Addressing you but more a general comment (mostly to help in a media with no non-verbal or tones that not connected to the banter above). The point of my first comment is that I'd disagree with you that Edwards is in the fabric of America, but Edwards was a preacher of the Scripture, so while he would disagree with Catholics or some Baptist who also formed this nation, Edwards strived to be Biblical as the others I believed also strived, so same source material.

One thing about Edwards is that "Sinners in the Hands of an Angry God" needs to be read with "The Excellency of Christ. "

I guess the warning for us it while I'd debate you on the measure Edwards had in total, England not only had Whitfield, Wesley but then Chesterton or Spurgeon, not even beginning to touch the Anglican divines, all after the rebellions and turmoil of the English Reformation. It seems to me that +NT might have a few more questions if he were on the same stage with C.S. Lewis, but I guess things have drastically changed.

James said...

Kevin,

I'd suggest that in using WW2 etc. to help you imagine hell - you still aren't imagining hell.
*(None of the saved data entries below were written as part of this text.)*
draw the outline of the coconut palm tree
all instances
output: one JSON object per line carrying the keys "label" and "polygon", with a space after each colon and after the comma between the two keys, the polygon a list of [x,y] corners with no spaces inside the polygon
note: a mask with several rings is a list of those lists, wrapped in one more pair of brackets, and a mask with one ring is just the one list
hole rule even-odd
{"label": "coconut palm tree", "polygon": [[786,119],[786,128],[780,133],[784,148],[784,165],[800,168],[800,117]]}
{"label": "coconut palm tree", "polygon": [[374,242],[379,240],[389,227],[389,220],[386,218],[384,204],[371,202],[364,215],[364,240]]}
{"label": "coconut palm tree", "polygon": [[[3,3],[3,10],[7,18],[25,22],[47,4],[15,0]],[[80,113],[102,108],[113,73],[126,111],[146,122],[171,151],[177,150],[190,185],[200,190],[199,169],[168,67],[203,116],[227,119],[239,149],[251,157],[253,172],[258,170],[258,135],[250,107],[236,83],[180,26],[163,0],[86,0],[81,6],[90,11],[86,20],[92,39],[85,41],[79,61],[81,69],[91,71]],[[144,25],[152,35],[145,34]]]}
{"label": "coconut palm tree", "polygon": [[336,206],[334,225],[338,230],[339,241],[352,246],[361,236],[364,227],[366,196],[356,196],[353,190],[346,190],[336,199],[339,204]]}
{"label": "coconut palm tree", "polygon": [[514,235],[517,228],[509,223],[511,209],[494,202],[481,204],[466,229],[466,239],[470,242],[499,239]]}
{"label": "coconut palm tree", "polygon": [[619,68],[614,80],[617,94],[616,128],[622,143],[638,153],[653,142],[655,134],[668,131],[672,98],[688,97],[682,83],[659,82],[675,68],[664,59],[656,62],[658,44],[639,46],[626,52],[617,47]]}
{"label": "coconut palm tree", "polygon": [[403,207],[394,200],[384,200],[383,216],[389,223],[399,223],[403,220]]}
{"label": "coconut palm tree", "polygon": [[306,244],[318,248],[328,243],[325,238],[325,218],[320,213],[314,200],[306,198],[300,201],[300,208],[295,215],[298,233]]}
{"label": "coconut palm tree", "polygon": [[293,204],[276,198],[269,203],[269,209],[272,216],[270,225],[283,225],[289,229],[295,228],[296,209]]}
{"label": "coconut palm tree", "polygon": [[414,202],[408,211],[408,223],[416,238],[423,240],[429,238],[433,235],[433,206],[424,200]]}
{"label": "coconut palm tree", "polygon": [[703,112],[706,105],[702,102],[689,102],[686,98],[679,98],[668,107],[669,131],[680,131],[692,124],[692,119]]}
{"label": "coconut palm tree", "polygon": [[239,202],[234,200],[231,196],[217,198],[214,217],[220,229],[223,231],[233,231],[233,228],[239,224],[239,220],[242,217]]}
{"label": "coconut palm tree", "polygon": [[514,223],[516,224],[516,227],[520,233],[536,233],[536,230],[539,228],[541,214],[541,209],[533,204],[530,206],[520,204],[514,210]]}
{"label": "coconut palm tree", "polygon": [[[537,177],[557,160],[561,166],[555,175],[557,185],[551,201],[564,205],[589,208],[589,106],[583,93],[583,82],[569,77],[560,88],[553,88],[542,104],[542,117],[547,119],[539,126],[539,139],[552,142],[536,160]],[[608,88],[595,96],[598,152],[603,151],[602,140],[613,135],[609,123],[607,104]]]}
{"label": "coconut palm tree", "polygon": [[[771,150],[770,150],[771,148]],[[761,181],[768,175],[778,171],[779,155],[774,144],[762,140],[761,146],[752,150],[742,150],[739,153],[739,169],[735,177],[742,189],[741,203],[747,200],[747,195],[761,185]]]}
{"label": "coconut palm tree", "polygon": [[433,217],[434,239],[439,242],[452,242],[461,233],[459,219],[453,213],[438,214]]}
You are understanding better what fear, pain, anxiety, loss, and hate might feel like; and any of these may also be felt by those in hell, but this is still not really "imagining hell."

That, were you to actually begin authentically imagining hell - I would suggest ... you would be so repelled by this imagining that you would immediately cease from this imagining and cry out to God.

Does this make sense?

Kevin said...

James,

I think you have confused what I wrote. I did not say we know and experience actually or at its deepest level, I wrote we maybe better equipped to grasp the warning in our fallen state than we are to ponder the goodness of God.

It does not mean that pondering the blessings is not healthy, but you presented a situation where I read it that we need to just accept the hard things because they are beyond us while encouraging us to ponder the more difficult that really are beyond us and in Scripture often revealed by the former [God so loved the World that He sent His Son to save us from Himself -- or maybe as CS Lewis pondered a life absent of Him and full of ourselves - thinking how the Great Divorce the dragon of lust is easier to empathize with than riding the horse charging off].

So I get what you are saying with authentic reality and a shadow of that reality. I was counter that we maybe more capable of pondering a life with out God, in the horrors we experience in a post Genesis 3 world than we are the fullness of Redemption, so it didn't make sense ponder the pleasantness without the harshness.

Anonymous said...

Good post, thoughtful comments. Thanks to all who are participating.